Louis de Funès sur le tournage de "La Soupe aux choux" en 1981.

 

- Avec le recul, parmi les 80 films qui jalonnent votre carrière, comment considérez-vous ces deux films ?

- J'en garde un très bon souvenir, d'autant plus qu'il s'agissait de films qui marchaient bien à l'époque et qui ont marqué les consciences. D'ailleurs, ils passent encore à la télévision et il arrive qu'on me demande de les évoquer dans des festivals auxquels je participe.

 

- Le metteur en scène avec lequel vous travaillez le plus reste Jean-Pierre Mocky. Comment caractérisez-vous cet artiste à la fois acteur, scénariste, metteur en scène, chef-monteur ?

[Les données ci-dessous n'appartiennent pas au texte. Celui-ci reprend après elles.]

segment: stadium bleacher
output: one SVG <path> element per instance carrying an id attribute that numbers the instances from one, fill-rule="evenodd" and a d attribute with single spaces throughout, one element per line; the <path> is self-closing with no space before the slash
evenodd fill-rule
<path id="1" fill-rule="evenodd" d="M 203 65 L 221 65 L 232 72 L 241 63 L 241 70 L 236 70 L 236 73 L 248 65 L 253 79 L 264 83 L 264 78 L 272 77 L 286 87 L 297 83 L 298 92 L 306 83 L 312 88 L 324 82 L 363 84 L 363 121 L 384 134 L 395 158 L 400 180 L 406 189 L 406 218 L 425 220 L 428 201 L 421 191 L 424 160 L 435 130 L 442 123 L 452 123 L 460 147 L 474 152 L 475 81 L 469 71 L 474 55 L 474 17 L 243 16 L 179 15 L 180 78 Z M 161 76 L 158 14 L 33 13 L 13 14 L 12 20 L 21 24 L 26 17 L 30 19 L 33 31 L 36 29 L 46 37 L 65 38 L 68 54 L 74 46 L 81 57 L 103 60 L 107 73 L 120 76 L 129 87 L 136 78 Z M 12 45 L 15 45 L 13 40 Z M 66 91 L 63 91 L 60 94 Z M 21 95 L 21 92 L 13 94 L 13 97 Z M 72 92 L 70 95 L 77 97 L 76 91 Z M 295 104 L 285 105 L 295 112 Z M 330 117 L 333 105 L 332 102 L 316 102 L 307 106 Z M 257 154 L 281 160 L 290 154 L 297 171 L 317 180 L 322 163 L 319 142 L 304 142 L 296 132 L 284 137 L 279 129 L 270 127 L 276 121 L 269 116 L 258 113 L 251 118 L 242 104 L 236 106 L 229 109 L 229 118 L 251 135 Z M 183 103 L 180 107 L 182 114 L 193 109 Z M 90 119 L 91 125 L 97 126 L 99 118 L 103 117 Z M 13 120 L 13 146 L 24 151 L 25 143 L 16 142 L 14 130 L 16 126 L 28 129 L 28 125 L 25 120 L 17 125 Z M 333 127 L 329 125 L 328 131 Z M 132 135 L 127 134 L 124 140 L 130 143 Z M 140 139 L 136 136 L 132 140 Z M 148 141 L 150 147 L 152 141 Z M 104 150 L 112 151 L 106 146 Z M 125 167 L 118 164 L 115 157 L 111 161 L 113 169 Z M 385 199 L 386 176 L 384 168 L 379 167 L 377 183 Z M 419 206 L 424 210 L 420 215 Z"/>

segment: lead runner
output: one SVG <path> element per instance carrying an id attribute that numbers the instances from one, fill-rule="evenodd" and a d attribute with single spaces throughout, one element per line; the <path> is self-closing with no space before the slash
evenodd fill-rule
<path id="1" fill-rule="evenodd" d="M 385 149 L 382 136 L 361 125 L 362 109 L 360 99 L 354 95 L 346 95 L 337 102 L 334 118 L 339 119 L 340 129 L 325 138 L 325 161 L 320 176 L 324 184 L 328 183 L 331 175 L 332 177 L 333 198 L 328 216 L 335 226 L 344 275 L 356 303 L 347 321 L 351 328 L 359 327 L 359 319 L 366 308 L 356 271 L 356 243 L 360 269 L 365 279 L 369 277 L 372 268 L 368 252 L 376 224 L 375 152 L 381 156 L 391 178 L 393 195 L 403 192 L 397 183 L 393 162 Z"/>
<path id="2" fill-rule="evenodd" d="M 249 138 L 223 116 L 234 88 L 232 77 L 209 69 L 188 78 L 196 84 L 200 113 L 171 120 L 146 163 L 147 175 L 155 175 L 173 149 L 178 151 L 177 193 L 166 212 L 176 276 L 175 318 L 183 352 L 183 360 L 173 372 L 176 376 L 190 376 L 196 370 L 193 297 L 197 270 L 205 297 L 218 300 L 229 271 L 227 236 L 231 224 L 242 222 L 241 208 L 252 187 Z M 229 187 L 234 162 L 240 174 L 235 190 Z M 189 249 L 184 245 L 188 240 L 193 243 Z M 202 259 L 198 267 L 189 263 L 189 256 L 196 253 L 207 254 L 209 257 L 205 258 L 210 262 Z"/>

- Oui cet homme fait tout sur un film. Il commence toujours tôt ses journées pour les repérages. Y compris le restaurant de midi car Mocky a vite compris qu'une équipe qui a le ventre plein est une équipe qui travaille. Comme chez Bunuel, l'équipe fait donc des pauses casse-croûte chez Mocky.

 

- Combien de films avez-vous fait avec lui ?

- J'ai beaucoup travaillé avec lui, notre collaboration doit porter à plus de vingt films. Depuis "Latan", il y en a eu tant, comme "A mort l'arbitre", "Robin des Mers" ou "Le Furet". Mocky est fidèle avec son équipe technique, comme il l'a été avec des comédiens tels Attal et Zardi.

 

- Et comment réagissez-vous face à ses célèbres coups de gueule ?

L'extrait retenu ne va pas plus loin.